Just Another Blog
Sunday, September 03, 2006
 
Out and About

Since I've been so cocky about all of my recent progress and have been going on about how I think I'm getting better quicker, I thought I'd try and venture out into the world today. After lunch and after my second hour on the bender, I washed my hair, got a sponge bath, shaved, and got dressed. Today's the first day I've worn underwear since the paramedics cut them off me the night of the accident. I had been getting by alternating between two pair of baggy shorts.

After getting all cleaned up, we decided I might be able to handle something relatively tame like a book store. I loaded into the car and even sat in the front seat instead of sideways across the back as I've been doing. We went to the new Tattered Cover location where we got a primo parking spot thanks to my new handicapped hanger. I hobbled on in using my crutches. I was able to walk around for maybe 7 or 8 minutes before I was sweating and had to sit down to rest. I was up and down browsing and resting two or three more times before we left. We probably weren't there more than 35 minutes, and it exhausted me. It made me realize how out of shape I am and how far I have to go before I could handle an 8-hour work day.

I bought a book of interviews with various experts from various fields on the nature of consciousness as well as the latest version of What Color is Your Parachute? and its companion workbook. I need to use at least part of my remaining recovery period to think more about a job that would be a better fit for me. I mentioned to someone the other day that it's hard to want to get better knowing what I'll be returning to at work.
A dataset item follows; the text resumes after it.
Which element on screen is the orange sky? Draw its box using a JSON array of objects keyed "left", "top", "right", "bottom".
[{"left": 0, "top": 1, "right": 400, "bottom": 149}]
Hopefully, I can come up with some viable ideas.

I find that the muscle relaxants no longer knock me flat. There's a bit of residual tiredness that comes many hours after I take them, but they've stopped getting me high. My sleeplessness is back too. I managed 3 or 4 hours in total last night even after taking an ambien at 3 AM. My leg is getting stronger, but I'm also more stiff more often lately. I'm not quite to the point where I'd call it a setback, but the challenge does appear to be growing. Still, I'm trying hard to do more for myself in terms of getting in and out of bed and moving between rooms and carrying stuff myself. I've largely quit using the bedside urinal and am making myself get in and out of bed each time. I'm cheating a bit with that one in the middle of the night and when I'm riding bender.